Iran still has a price on the head of the Indian-born British novelist Salman Rushdie for what Iranian leaders call blasphemous writings about Islam in his 1989 novel The Satanic Verses.

Very well, then, but is every state that targets a writer a state terrorist regime? If so, the Bush administration’s going to have a lot of wars on its hands. Just ask the worldwide association of writers, International PEN. Bush will need to invade Turkey, China, Niger, and a dozen others. He’ll also need to send in a commando unit to free Mumia Abu Jamal, an African American writer on death row in Pennsylvania.

U.S. officials say Iran supported the group behind the 1996 truck bombing of Khobar Towers, a U.S. military residence in Saudi Arabia, which killed nineteen U.S. servicemen.

Iran has been accused of being behind the attack on US soldiers in Saudi Arabia – although the matter has never been proven. But, again, US soldiers are by definition a military target, not “innocents.”

Innocents don’t carry weapons or act as occupation forces in foreign countries. For the same reason, and by definition, there can be no such thing as a “terrorist” attack against the US occupation forces in Iraq, for example.

Is Iran a criminal regime? Perhaps. Ask the Iranian people, not George Bush.

Should theocracies be embraced? No. But those of us in the West have our own emergent theocracy to combat: the one in Washington DC. If the people of Iran want to do battle with their theocracy, they will.

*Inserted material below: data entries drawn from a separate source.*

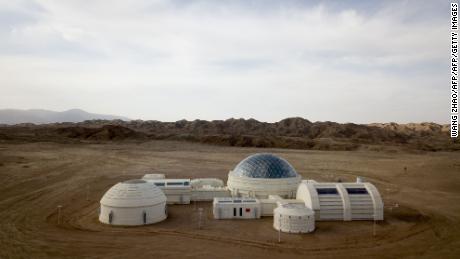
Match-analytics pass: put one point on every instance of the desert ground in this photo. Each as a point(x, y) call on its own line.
point(421, 191)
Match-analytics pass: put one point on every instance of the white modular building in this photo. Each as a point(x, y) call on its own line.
point(153, 176)
point(133, 202)
point(236, 208)
point(261, 175)
point(342, 201)
point(199, 183)
point(293, 218)
point(177, 191)
point(208, 193)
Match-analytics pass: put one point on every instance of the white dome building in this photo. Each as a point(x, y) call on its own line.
point(294, 218)
point(133, 202)
point(261, 175)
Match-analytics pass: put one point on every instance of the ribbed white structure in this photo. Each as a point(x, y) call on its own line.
point(133, 202)
point(342, 201)
point(294, 218)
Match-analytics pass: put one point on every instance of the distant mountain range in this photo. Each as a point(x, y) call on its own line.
point(297, 133)
point(38, 116)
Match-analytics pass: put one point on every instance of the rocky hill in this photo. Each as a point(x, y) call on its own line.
point(296, 133)
point(39, 116)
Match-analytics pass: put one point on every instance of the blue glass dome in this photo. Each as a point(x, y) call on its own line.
point(264, 166)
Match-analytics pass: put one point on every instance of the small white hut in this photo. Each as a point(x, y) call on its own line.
point(133, 202)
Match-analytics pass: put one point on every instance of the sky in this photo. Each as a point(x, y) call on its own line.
point(343, 61)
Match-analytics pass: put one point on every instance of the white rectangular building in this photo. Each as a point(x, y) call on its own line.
point(177, 191)
point(236, 208)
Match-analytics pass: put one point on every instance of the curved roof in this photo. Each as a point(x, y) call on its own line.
point(294, 209)
point(133, 193)
point(264, 166)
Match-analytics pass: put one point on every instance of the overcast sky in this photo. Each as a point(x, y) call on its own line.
point(343, 61)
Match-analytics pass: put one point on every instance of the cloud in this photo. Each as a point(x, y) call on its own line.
point(169, 60)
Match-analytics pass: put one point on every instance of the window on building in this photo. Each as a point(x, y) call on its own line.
point(324, 191)
point(175, 183)
point(357, 191)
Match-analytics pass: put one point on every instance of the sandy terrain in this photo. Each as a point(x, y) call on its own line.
point(37, 177)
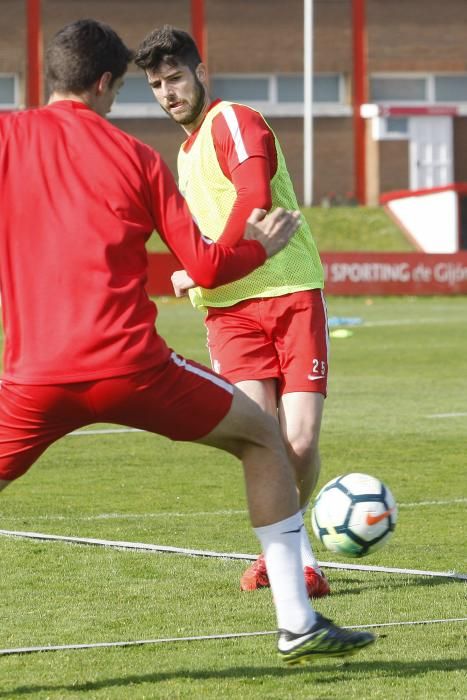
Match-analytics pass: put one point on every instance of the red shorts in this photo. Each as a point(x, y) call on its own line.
point(179, 399)
point(284, 337)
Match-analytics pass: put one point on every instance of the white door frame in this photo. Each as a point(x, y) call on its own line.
point(431, 151)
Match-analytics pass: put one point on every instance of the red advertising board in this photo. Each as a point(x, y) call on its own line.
point(395, 273)
point(359, 273)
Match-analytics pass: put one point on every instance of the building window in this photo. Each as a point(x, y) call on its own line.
point(418, 89)
point(273, 95)
point(8, 92)
point(241, 89)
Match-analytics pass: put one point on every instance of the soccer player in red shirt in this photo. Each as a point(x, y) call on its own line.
point(267, 332)
point(79, 199)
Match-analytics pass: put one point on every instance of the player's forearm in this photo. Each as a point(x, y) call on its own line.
point(252, 183)
point(219, 264)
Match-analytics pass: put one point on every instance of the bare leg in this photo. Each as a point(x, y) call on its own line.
point(253, 436)
point(300, 416)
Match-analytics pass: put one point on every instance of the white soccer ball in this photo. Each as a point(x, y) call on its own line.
point(354, 515)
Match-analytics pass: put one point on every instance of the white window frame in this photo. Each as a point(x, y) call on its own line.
point(430, 88)
point(380, 132)
point(270, 107)
point(16, 92)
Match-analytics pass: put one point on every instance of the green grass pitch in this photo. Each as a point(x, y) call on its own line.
point(396, 409)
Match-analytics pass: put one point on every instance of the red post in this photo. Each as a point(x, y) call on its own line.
point(198, 27)
point(360, 95)
point(34, 53)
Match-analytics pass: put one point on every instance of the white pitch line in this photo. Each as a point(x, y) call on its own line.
point(201, 513)
point(141, 546)
point(104, 431)
point(410, 322)
point(199, 638)
point(447, 415)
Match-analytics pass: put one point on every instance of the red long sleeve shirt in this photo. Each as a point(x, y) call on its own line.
point(78, 200)
point(250, 172)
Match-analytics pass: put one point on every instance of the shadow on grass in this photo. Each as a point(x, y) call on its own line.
point(362, 585)
point(349, 671)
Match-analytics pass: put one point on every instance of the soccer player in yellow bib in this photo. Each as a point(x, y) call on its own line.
point(267, 332)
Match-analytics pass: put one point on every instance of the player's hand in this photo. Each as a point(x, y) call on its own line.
point(181, 282)
point(272, 230)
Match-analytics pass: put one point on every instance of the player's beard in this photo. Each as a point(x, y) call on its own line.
point(199, 99)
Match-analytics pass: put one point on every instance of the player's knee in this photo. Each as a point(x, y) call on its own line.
point(303, 447)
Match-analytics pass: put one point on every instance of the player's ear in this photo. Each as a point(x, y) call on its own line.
point(103, 84)
point(202, 73)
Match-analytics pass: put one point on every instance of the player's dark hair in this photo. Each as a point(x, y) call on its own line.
point(167, 45)
point(81, 52)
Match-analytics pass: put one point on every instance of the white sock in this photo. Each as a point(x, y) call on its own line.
point(280, 543)
point(308, 556)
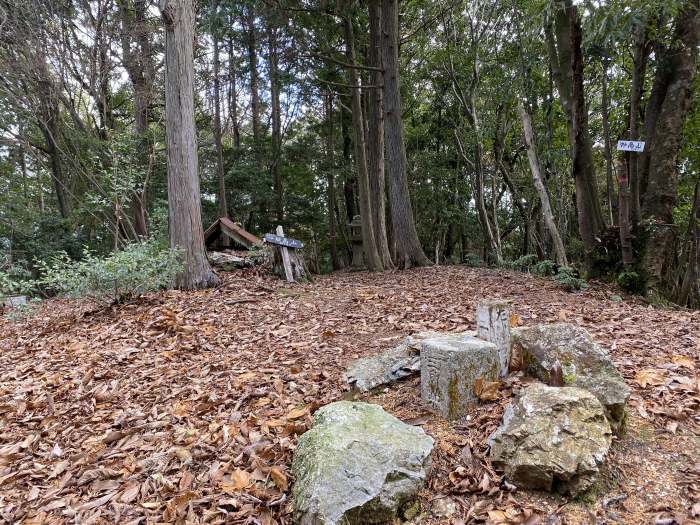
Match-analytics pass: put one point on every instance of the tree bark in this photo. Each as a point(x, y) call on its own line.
point(408, 248)
point(375, 136)
point(276, 122)
point(185, 219)
point(566, 59)
point(221, 197)
point(668, 106)
point(330, 181)
point(369, 244)
point(537, 180)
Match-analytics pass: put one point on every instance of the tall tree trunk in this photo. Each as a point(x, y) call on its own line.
point(375, 136)
point(184, 202)
point(330, 181)
point(137, 52)
point(641, 57)
point(233, 96)
point(566, 59)
point(551, 225)
point(254, 93)
point(605, 102)
point(408, 248)
point(276, 122)
point(221, 197)
point(668, 106)
point(369, 245)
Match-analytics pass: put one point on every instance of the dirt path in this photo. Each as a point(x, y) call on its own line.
point(185, 407)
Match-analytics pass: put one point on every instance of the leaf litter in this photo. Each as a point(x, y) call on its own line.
point(185, 407)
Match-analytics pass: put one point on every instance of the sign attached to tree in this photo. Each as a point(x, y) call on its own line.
point(630, 145)
point(279, 240)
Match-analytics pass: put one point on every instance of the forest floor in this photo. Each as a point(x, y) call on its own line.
point(185, 407)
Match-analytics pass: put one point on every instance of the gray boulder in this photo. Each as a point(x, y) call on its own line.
point(451, 364)
point(367, 373)
point(357, 465)
point(569, 350)
point(552, 439)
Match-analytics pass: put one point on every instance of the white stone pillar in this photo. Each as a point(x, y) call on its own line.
point(493, 325)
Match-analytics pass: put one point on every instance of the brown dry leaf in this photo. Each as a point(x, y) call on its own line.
point(650, 376)
point(280, 478)
point(486, 390)
point(683, 360)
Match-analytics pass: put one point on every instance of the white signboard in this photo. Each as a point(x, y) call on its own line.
point(630, 145)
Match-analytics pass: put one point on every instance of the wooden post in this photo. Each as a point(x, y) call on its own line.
point(285, 258)
point(493, 325)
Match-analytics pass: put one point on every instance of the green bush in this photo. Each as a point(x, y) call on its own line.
point(472, 260)
point(631, 282)
point(15, 280)
point(569, 279)
point(123, 275)
point(523, 263)
point(545, 268)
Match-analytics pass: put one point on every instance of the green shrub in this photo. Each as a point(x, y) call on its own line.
point(569, 279)
point(523, 263)
point(15, 280)
point(631, 282)
point(123, 275)
point(473, 260)
point(545, 268)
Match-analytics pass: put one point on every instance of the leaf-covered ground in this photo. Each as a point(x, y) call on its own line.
point(186, 407)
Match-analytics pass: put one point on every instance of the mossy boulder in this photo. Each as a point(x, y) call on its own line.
point(389, 366)
point(583, 363)
point(552, 438)
point(357, 465)
point(451, 365)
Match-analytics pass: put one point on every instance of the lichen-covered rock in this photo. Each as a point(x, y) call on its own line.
point(552, 439)
point(356, 465)
point(367, 373)
point(451, 364)
point(582, 362)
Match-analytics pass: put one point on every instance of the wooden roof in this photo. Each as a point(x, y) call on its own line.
point(227, 227)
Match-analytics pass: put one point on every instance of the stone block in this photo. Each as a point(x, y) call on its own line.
point(450, 366)
point(493, 325)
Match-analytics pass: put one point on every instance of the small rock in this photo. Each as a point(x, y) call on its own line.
point(450, 366)
point(552, 438)
point(386, 367)
point(357, 465)
point(547, 349)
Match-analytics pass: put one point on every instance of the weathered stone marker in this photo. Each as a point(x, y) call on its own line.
point(450, 366)
point(493, 325)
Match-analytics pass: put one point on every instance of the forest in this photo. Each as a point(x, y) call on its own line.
point(469, 132)
point(350, 262)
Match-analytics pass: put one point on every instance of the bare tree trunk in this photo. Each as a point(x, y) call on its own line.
point(608, 142)
point(369, 245)
point(641, 57)
point(566, 58)
point(375, 136)
point(551, 225)
point(137, 52)
point(276, 123)
point(233, 95)
point(408, 248)
point(221, 197)
point(668, 106)
point(254, 93)
point(692, 271)
point(185, 219)
point(330, 181)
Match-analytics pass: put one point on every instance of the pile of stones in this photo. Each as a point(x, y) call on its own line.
point(359, 464)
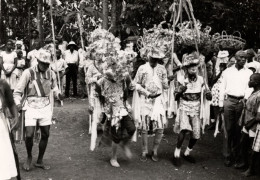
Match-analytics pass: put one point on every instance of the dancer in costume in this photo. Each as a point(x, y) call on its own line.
point(33, 93)
point(114, 89)
point(150, 83)
point(221, 65)
point(188, 120)
point(95, 107)
point(9, 165)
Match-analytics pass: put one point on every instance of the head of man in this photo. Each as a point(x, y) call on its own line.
point(72, 46)
point(35, 34)
point(153, 61)
point(58, 54)
point(19, 54)
point(241, 57)
point(44, 60)
point(37, 45)
point(9, 45)
point(254, 81)
point(192, 69)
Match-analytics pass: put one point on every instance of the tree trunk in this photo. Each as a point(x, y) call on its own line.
point(1, 20)
point(114, 16)
point(40, 20)
point(105, 14)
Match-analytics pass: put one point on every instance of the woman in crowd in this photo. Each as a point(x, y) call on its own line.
point(9, 165)
point(8, 61)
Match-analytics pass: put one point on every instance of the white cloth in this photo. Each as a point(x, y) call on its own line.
point(254, 64)
point(235, 83)
point(32, 57)
point(71, 58)
point(8, 60)
point(7, 161)
point(61, 65)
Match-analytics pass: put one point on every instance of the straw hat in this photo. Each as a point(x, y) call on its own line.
point(72, 43)
point(190, 60)
point(223, 54)
point(156, 53)
point(44, 56)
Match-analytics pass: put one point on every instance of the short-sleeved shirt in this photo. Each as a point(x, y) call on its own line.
point(32, 57)
point(61, 65)
point(8, 60)
point(253, 107)
point(71, 58)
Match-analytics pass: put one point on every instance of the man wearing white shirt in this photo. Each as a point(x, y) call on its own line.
point(71, 57)
point(32, 60)
point(82, 63)
point(234, 91)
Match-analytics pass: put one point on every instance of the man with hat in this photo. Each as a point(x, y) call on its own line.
point(150, 82)
point(71, 57)
point(34, 39)
point(234, 91)
point(189, 93)
point(32, 94)
point(31, 56)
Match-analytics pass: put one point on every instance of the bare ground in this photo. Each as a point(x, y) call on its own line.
point(69, 156)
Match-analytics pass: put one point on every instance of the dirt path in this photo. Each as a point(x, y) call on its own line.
point(69, 156)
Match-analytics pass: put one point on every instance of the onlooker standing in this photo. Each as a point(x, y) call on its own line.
point(234, 86)
point(8, 59)
point(34, 39)
point(20, 47)
point(71, 57)
point(32, 60)
point(82, 63)
point(59, 67)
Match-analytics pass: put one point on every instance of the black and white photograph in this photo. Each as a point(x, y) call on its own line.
point(129, 89)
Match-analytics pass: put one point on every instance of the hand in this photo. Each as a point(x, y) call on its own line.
point(153, 96)
point(183, 88)
point(209, 96)
point(61, 97)
point(7, 74)
point(90, 109)
point(19, 107)
point(170, 78)
point(176, 68)
point(15, 124)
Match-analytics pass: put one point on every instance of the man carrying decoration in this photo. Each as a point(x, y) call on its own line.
point(190, 94)
point(32, 94)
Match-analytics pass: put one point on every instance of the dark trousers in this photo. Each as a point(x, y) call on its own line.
point(71, 75)
point(232, 112)
point(82, 81)
point(125, 131)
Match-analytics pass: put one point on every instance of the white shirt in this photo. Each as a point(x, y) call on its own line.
point(71, 58)
point(254, 64)
point(32, 57)
point(82, 57)
point(235, 83)
point(61, 65)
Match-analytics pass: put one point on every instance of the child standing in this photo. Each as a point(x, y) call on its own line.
point(60, 67)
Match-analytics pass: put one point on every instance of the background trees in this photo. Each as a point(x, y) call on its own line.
point(124, 17)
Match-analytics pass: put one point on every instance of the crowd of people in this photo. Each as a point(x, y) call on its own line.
point(162, 90)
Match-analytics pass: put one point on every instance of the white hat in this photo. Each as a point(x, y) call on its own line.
point(156, 53)
point(223, 54)
point(44, 56)
point(72, 43)
point(19, 42)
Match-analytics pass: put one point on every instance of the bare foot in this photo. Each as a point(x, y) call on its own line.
point(27, 164)
point(43, 166)
point(128, 152)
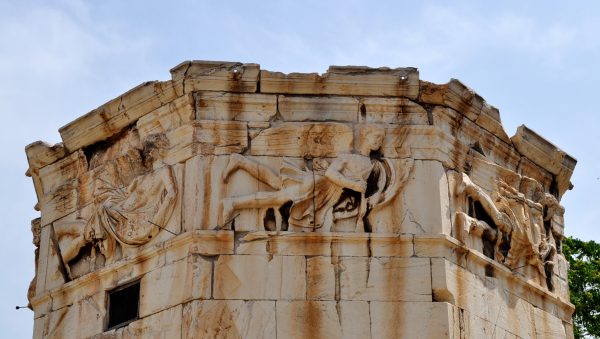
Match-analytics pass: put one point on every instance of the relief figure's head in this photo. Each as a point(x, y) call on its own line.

Can anything Iran has done warrant reducing the nation to rubble, or attacking the Iranian people with nuclear weapons? No.

Does Iran have nuclear weapons? No.

Is it developing them? No. Not according to the International Atomic Energy Agency.

Is Iran a terrorist state? Ask the Mayan people of Guatemala, the survivors of the death squads of El Salvador, the survivors of Hiroshima or the free fire zones of Viet Nam for their answers.

Compare anything Iran has done to the recent Israeli / US bombing of Beirut.
There is, of course, a somewhat longer list of claims against Iran, the bulk of which relate to Iranian support for anti-Israeli resistance groups. These are dealt with somewhat even-handedly in a piece by Gary Sick called Iran: Confronting Terrorism, written for The Center for Strategic and International Studies and the Massachusetts Institute of Technology, and published in The Washington Quarterly.

None of the claims has much more substance than those dealt with here, but for those inclined toward an academic source that treats the matter with the requisite dispassion, it’s worth reading.